Brave steps to decarbonise are not just limited to end users and generators. TSOs and DSOs are also energy transition enablers through their role in integrating renewable generation and flexibility resources into the energy system and supporting the direct and indirect electrification of different sectors of the economy. However, they are also investigating ways to reduce and limit their direct emissions. Swissgrid is running a pilot to assess the feasibility of replacing diesel-powered uninterruptible power supply (UPS) with a hydrogen powered fuel cell, whilst TenneT and APG are testing alternatives to the use of sulphur hexafluoride (SF6), an inert gas widely used in circuit breakers that has a high global warming potential.

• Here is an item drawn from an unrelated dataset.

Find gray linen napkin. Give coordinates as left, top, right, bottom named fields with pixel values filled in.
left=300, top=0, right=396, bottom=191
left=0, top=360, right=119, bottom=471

Given the continuance of the high energy price world, politicians will need to be "brave" to pass through this moment to avoid the commitments made at COP26 to become fragilized. This will allow for pilot schemes taking place now, to flourish and lead to mainstream solutions. On the other hand, once we are used to expensive fossil energy then the cost of decarbonisation pales by comparison. This year might just be the push for society to take a brave step and get action quicker - whilst recognising we have to protect the most vulnerable in the short term.